Este fato evidentemente tem sido posto de lado por quase todas as autoridades na matéria, com resultados funestos para a grande massa de amadores de xadrez. Assim, encontra-se inúmeros trabalhos e livros sobre aberturas. Em troca, os livros sobre finais são raros. Ademais, quase todas as obras sobre finais são recopilações de finais diversos, sem explicações de nenhuma classe ou explicações inadequadas, de modo que a maioria dos jogadores que intenta estudá-los se encontra sem a ajuda necessária para propiciar aos seus trabalhos.
Nestas lições, trataremos de sanar, pelo menos em parte, essas deficiências. Nossos leitores devem ter presente sempre que, a nosso juízo, não se pode ter um conceito exato das aberturas, nem se pode avaliar grande número de variantes em diversas aberturas, sem um conhecimento adequado dos finais.

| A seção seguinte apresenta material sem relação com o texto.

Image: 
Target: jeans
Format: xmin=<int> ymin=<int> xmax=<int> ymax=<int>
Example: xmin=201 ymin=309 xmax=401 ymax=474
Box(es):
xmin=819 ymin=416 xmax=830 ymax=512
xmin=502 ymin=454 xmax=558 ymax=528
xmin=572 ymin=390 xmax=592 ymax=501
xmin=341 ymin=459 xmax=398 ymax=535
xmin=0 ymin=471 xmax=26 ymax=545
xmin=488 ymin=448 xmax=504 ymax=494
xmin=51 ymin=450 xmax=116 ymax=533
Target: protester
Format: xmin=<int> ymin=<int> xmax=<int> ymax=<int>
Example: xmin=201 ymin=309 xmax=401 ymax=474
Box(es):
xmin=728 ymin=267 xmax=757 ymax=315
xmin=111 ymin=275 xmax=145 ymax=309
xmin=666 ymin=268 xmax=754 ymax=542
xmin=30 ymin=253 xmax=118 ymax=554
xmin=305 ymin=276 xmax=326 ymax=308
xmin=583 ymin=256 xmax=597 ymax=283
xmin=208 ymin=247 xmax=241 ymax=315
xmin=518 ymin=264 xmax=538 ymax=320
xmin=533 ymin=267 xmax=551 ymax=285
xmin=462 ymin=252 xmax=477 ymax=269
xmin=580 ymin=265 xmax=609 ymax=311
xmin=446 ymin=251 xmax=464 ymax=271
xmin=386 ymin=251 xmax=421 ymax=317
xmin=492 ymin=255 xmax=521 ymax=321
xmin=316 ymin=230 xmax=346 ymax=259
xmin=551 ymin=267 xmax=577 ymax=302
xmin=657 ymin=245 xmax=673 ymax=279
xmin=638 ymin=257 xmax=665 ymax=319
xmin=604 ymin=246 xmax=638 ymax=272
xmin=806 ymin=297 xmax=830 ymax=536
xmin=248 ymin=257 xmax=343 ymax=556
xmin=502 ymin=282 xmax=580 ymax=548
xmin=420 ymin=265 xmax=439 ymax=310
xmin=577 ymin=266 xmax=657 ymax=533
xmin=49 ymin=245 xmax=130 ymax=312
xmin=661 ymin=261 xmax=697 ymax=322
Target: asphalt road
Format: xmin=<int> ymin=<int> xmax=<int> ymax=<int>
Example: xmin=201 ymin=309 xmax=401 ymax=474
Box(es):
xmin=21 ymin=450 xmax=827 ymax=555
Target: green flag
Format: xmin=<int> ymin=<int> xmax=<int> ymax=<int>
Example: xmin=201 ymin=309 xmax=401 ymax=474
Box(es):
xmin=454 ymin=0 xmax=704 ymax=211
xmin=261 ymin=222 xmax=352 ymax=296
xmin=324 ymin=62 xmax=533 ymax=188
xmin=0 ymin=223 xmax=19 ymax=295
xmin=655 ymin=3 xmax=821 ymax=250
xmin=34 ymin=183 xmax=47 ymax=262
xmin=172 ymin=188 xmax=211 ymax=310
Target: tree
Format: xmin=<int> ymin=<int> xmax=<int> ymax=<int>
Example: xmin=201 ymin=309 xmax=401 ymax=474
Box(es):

Sempre recordo o caso de um eminente periodista deste país, pessoa excelente, bem educada e, naquela época, campeão de xadrez no Estado em que residia. Meu amigo dedicou muito tempo e energia ao estudo das aberturas. Quando eu passava pela sua cidade, sempre vinha buscar-me na estação e me hospedava em sua casa. Amiúde conversávamos e me perguntava por tal ou qual variante, e em seu grande assombro, quase sempre lhe respondia: “Não a conheço”.
IMPORTÂNCIA FUNDAMENTAL DOS FINAIS
Então, dizia-me: “Como se arranja o senhor quando alguém os joga”? Respondia-lhe eu: “Noventa por cento das variantes nos livros não valem grande coisa, pois ou estão equivocadas, ou partem de uma base que eu considero falsa; deixe as aberturas em paz e dedique todo esse tempo aos finais. Tirará o senhor maior proveito”.
Tinha eu nessa época, uns vinte anos. Meu amigo, muito mais velho, não aceitou meu conselho, provavelmente tomou-o como conselho de jovem, sem suficiente experiência.
O resultado foi que o meu amigo nunca progrediu e seguiu sabendo muitas variantes de diversas aberturas; porém toda vez que participou de um torneio, fora de seu Estado, fez má figura.
Pessoalmente, devo acrescentar que minha habilidade nos finais proporcionou-nos muitas vitórias ressonantes, e hoje em dia, nos poucos textos sobre o assunto, tratam-se alguns desses finais baseando-se somente em minhas partidas. Sobre este assunto, eis aqui uma história curiosa:
Faz já aproximadamente trinta anos que, jogando contra Nimzowitsch, ganhei um final que todos os espectadores e meu adversário acreditavam que seria empate. Não me ocupei mais do assunto, porém, um ano mais tarde, encontrei-me de novo com Nimzowitsch, e ele me disse: “Recorda o senhor aquele final que me ganhou? Eu me equivoquei em meu sistema de defesa; devia ter sido empate”.
Respondi-lhe que não voltara a ocupar-me do assunto, porém que tinha certeza de que o equivocado era ele, pois eu nunca duvidara de minha vitória durante o transcorrer desse final. Insistiu ele que eu estava errado, acrescentando que havia estudado o final e estava certo de que podia empatar. Disse, ainda que estava disposto a reforçar sua opinião com uma pequena aposta.
Embora eu não tivesse voltado a ver a posição, aceitei a aposta e, sem demora, sentamo-nos para jogar o final. Nas primeiras jogadas, o meu adversário convenceu-se de que havia defesa e pagou a aposta.